Elle est soumise à des conditions qui la rend quasiment impossible. La femme peut conditionner son mariage à un engagement du mari à ne pas prendre d’autres épouses. Le mari a besoin de l’autorisation du juge avant d’épouser une seconde femme.

Mariages civils

Les mariages faits à l’étranger sont reconnus par la nouvelle moudawana, à condition que deux témoins au moins soient musulmans.

Répudiation

Elle sera soumise à l’autorisation préalable du juge. Avant, c’était un droit exclusif du mari.

Divorce

La femme peut demander le divorce. Avant, le juge n’acceptait la demande que dans le cas exceptionnel où l’épouse présentait des preuves de « préjudices subis » et des témoins.

Garde des enfants

En cas de divorce, la garde des enfants revient à la mère, puis au père, puis à la grand-mère maternelle. La garde de l’enfant doit être garantie par un habitat décent et une pension alimentaire

Enfant hors mariage

Protection du droit de l’enfant à la paternité au cas où le mariage ne serait pas formalisé par un acte. Avant, la règle était la non-reconnaissance de l’enfant né hors mariage.

Héritage des enfants

Du côté de la mère, ils ont le droit d’hériter de leur grand-père, au même titre que du côté du père.

Répartition des biens

Possibilité des époux d’établir un contrat avant le mariage, pour gérer les biens acquis. (extrait du Monde, décembre 2003)

Le statut des femmes marocaines était nettement plus défavorable que dans d’autres pays du Maghreb. Il reste fondé sur l’obéissance et la tutelle. Cet immobilisme était perçu comme l’un des grands échecs du gouvernement Youssouffi et du début du règne du roi Mohammed VI.

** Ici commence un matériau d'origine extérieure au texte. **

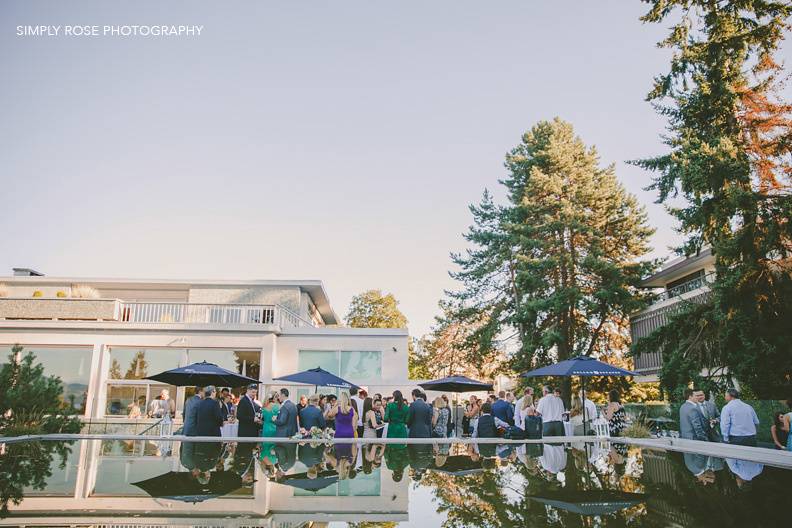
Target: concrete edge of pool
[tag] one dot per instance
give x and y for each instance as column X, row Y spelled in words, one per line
column 771, row 457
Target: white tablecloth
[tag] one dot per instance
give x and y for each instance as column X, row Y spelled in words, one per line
column 230, row 429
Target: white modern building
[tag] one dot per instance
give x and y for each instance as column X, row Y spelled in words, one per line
column 684, row 279
column 102, row 337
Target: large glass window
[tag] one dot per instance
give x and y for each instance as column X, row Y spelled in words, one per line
column 71, row 364
column 137, row 363
column 134, row 400
column 352, row 365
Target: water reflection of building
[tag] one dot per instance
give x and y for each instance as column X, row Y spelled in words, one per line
column 96, row 486
column 102, row 348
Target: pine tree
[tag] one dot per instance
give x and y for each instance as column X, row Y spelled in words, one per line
column 138, row 367
column 560, row 262
column 372, row 309
column 30, row 402
column 730, row 140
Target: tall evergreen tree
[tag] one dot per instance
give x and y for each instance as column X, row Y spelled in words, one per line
column 730, row 140
column 559, row 264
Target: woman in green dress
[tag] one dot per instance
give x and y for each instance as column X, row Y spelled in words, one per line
column 396, row 416
column 268, row 427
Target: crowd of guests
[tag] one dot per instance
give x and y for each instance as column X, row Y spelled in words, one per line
column 736, row 423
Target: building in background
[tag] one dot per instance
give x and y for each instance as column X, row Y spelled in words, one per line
column 682, row 279
column 102, row 337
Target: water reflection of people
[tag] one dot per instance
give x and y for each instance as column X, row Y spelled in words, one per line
column 744, row 470
column 554, row 458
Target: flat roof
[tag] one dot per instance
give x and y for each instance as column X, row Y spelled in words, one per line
column 678, row 267
column 314, row 288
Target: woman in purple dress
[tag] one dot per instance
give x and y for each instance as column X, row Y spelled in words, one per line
column 345, row 417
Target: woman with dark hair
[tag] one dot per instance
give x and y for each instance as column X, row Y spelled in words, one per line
column 777, row 432
column 396, row 416
column 615, row 414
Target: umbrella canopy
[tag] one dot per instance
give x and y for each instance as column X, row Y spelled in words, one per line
column 590, row 503
column 302, row 481
column 579, row 366
column 183, row 486
column 456, row 384
column 202, row 374
column 318, row 377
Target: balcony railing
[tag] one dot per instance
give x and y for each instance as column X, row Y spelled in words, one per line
column 689, row 286
column 247, row 314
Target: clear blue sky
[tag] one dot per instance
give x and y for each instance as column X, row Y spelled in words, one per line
column 334, row 140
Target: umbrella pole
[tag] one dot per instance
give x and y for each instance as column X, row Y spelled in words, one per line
column 583, row 390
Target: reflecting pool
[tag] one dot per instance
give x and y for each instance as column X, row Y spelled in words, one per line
column 158, row 483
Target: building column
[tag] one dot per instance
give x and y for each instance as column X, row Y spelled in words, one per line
column 269, row 349
column 96, row 381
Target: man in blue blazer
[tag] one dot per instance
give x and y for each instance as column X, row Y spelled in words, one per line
column 248, row 413
column 502, row 409
column 191, row 413
column 210, row 419
column 286, row 421
column 419, row 416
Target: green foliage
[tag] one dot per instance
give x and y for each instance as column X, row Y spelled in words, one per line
column 636, row 430
column 558, row 265
column 27, row 465
column 372, row 309
column 726, row 179
column 31, row 403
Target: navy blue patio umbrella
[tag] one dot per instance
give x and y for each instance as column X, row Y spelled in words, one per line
column 456, row 384
column 590, row 502
column 185, row 487
column 318, row 377
column 315, row 484
column 583, row 366
column 202, row 374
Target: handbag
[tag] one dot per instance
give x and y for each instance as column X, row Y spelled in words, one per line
column 533, row 427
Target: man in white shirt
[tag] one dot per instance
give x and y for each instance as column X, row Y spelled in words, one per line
column 551, row 408
column 357, row 403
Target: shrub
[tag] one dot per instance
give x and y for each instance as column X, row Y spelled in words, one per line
column 83, row 291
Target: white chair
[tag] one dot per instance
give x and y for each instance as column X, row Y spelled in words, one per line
column 601, row 428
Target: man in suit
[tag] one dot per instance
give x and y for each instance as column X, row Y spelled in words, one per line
column 419, row 416
column 502, row 409
column 248, row 413
column 311, row 416
column 210, row 419
column 286, row 421
column 225, row 400
column 692, row 424
column 711, row 413
column 485, row 428
column 191, row 413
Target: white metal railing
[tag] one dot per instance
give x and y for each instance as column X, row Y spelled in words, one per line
column 164, row 312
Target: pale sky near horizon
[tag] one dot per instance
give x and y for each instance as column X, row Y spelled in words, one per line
column 340, row 141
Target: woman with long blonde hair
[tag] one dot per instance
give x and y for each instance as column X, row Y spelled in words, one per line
column 527, row 409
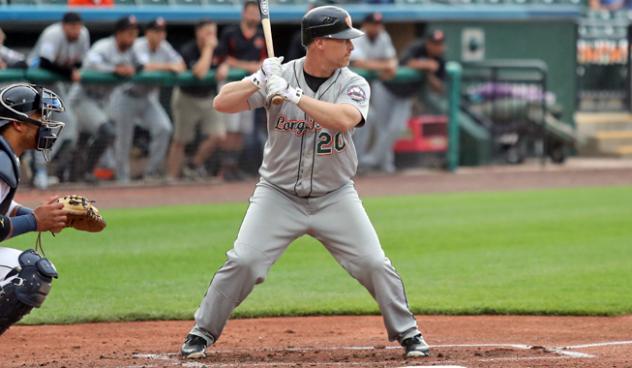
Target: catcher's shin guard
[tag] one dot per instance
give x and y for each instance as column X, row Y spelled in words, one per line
column 25, row 281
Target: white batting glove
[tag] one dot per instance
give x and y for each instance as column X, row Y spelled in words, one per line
column 258, row 79
column 277, row 86
column 272, row 66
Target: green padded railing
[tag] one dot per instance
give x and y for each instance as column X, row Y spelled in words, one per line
column 163, row 78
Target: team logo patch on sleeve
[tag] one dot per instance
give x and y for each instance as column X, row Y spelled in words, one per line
column 356, row 93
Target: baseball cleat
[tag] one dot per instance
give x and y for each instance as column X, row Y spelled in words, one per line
column 194, row 347
column 416, row 347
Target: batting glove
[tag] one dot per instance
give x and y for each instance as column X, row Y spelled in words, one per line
column 258, row 79
column 272, row 66
column 277, row 86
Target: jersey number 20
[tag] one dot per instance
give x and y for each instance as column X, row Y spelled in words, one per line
column 327, row 144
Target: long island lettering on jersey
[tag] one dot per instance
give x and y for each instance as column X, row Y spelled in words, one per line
column 300, row 156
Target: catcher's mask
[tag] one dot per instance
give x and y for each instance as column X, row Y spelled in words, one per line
column 21, row 100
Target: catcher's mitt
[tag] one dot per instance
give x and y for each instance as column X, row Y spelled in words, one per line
column 82, row 214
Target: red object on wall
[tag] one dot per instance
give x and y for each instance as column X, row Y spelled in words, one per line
column 426, row 133
column 91, row 3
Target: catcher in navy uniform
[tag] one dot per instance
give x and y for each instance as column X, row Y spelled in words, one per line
column 25, row 277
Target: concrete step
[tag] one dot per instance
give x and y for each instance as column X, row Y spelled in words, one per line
column 591, row 123
column 609, row 143
column 624, row 151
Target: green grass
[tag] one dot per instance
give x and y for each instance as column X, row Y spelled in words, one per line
column 528, row 252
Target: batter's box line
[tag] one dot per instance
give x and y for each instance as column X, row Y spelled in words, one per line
column 555, row 350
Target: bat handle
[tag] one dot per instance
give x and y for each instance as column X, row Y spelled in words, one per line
column 277, row 100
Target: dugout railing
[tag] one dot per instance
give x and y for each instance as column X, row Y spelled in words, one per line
column 511, row 100
column 166, row 79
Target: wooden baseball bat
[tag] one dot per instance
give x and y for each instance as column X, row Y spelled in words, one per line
column 267, row 33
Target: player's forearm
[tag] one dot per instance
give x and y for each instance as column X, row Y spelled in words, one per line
column 233, row 97
column 337, row 117
column 162, row 67
column 249, row 66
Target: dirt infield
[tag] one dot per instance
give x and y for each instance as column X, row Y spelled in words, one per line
column 582, row 173
column 476, row 341
column 487, row 341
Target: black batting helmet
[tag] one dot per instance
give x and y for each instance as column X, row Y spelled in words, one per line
column 327, row 21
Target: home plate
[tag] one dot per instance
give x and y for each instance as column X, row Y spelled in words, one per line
column 433, row 366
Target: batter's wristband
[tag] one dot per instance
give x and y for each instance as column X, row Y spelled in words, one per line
column 294, row 95
column 258, row 79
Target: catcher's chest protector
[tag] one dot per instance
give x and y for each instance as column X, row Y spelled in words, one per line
column 25, row 281
column 9, row 173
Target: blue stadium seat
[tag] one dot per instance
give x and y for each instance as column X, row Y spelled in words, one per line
column 189, row 2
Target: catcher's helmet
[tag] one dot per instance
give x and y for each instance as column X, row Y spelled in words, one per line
column 327, row 21
column 18, row 102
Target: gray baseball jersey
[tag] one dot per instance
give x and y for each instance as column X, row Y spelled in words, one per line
column 54, row 46
column 379, row 49
column 306, row 188
column 104, row 56
column 300, row 156
column 164, row 54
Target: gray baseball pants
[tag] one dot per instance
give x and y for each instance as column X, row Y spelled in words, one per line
column 146, row 111
column 338, row 220
column 390, row 114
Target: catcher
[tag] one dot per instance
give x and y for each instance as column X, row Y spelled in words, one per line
column 25, row 124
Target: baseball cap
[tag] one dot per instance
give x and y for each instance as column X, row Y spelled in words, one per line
column 374, row 17
column 158, row 24
column 436, row 36
column 71, row 17
column 125, row 23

Le nouveau code devrait placer la famille « sous la responsabilité conjointe des deux époux » et non plus du seul mari. « L’obéissance de l’épouse à son mari », inscrite dans le code actuel, disparaîtra. La polygamie, comme la répudiation, ne seront pas interdite, mais nécessiteront l’autorisation d’un juge. En cas de divorce, les enfants seront en priorité confiés à la mère... le statut de la femme marocaine devrait se rapprocher de celui de la Tunisienne et s’éloigner de l’archaïsme qui prévaut encore en Algérie.

« Dans l’entourage du roi, comme dans les associations féministes, on sait que le problème, désormais, c’est l’application de la loi. Les procédures judiciaires sont longues, coûteuses et souvent sans chance d’aboutir. Des instructions ont donc été données pour que l’appareil judiciaire, lent et souvent corrompu, suive. Des tribunaux de la famille pour appliquer le code de la famille avec célérité vont être créés. Une quinzaine de ces juridictions sont déjà mises en place sur les soixante-dix prévues. » (extrait d’un article de José garçon, Libération, 15 décembre 2003)

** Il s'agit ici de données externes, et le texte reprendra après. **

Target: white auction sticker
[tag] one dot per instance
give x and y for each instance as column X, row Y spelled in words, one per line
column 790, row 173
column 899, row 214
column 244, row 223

Jusqu’en janvier 2004, une femme pouvait se faire répudier sur le champs par son mari, en revanche si celle-ci voulait prouver qu’il la bat, il lui fallait trouver douzes témoins prêts à témoigner devant le juge, faute de quoi sa demande divorce était refusée.

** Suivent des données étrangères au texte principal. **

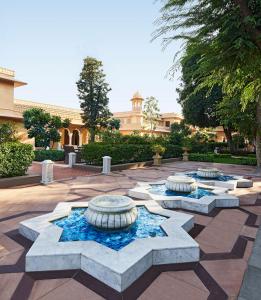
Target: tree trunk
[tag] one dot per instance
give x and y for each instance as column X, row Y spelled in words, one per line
column 258, row 134
column 92, row 135
column 228, row 134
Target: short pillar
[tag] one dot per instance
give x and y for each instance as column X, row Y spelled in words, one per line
column 106, row 167
column 59, row 146
column 47, row 171
column 72, row 159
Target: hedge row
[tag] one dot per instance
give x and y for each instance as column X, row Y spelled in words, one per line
column 207, row 147
column 123, row 153
column 15, row 158
column 223, row 158
column 54, row 155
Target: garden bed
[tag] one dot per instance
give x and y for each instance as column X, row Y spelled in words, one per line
column 223, row 158
column 119, row 167
column 19, row 180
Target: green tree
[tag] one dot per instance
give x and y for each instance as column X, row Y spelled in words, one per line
column 92, row 92
column 8, row 133
column 151, row 112
column 199, row 104
column 179, row 132
column 43, row 127
column 227, row 33
column 114, row 124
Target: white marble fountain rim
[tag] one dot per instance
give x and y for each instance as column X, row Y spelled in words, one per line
column 181, row 179
column 118, row 204
column 118, row 269
column 238, row 181
column 205, row 204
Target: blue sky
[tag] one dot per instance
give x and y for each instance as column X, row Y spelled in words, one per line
column 45, row 43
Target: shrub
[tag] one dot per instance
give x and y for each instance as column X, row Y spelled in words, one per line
column 123, row 153
column 158, row 149
column 172, row 151
column 55, row 155
column 15, row 158
column 206, row 147
column 223, row 158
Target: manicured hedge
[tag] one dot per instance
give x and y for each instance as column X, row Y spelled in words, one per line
column 55, row 155
column 207, row 147
column 15, row 158
column 223, row 158
column 123, row 153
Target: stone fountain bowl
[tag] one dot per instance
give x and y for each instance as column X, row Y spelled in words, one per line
column 111, row 212
column 182, row 184
column 208, row 173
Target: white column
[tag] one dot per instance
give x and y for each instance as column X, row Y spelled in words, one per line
column 47, row 171
column 80, row 139
column 106, row 168
column 59, row 146
column 72, row 159
column 70, row 138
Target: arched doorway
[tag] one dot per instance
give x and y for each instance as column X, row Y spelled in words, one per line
column 75, row 138
column 66, row 139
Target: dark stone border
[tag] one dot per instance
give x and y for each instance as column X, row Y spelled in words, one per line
column 120, row 167
column 251, row 286
column 19, row 180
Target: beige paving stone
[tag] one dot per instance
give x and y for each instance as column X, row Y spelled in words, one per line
column 8, row 284
column 43, row 287
column 227, row 273
column 166, row 287
column 71, row 290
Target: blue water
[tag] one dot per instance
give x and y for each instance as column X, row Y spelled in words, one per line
column 76, row 228
column 219, row 178
column 160, row 189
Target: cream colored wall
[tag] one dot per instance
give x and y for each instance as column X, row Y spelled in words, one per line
column 6, row 95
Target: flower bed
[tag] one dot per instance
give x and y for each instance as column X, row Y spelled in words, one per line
column 124, row 153
column 15, row 158
column 223, row 158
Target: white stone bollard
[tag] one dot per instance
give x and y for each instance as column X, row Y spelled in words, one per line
column 72, row 159
column 106, row 167
column 47, row 171
column 59, row 146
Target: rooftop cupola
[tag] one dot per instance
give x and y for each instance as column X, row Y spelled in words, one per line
column 137, row 102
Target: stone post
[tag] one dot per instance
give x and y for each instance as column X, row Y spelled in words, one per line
column 72, row 159
column 106, row 168
column 47, row 171
column 59, row 146
column 80, row 139
column 70, row 138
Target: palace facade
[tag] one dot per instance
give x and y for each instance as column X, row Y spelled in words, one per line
column 11, row 110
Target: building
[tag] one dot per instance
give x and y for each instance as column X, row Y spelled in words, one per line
column 12, row 109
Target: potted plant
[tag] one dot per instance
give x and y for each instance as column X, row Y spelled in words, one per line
column 158, row 150
column 186, row 146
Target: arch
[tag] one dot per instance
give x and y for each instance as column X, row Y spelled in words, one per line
column 66, row 138
column 75, row 137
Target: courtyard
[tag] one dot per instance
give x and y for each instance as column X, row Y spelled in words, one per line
column 225, row 237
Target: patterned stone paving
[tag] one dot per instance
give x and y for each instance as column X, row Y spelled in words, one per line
column 225, row 237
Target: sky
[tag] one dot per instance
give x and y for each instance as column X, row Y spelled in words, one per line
column 45, row 42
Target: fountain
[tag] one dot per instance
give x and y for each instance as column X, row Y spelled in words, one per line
column 111, row 212
column 182, row 184
column 208, row 173
column 186, row 192
column 82, row 235
column 214, row 177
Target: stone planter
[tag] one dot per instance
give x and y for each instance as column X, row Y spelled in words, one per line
column 157, row 159
column 208, row 173
column 185, row 153
column 182, row 184
column 111, row 212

Plus dramatique encore était le sort des femmes qui accouchent sans être mariées : si elle se risquait d’aller à l’hôpital, elle était arrêtée, jugée et condamné à 3 à 6 mois de prisons « pour prostitution ». L’enfant était soit emprisonné avec la mère, soit confié à l’orphelinat. L’autre solution pour les mères célibataires (presque toujours rejetées par leur famille) était d’accoucher seule... Une femme mariée pouvait être répudié alors qu’elle était enceinte (parfois elle ignorait qu’elle a été répudiée) et se retrouvait dans l’illégalité au moment de l’accouchement ! Une femme, Aïcha Ech Channa, se bât en leur faveur voir son livre.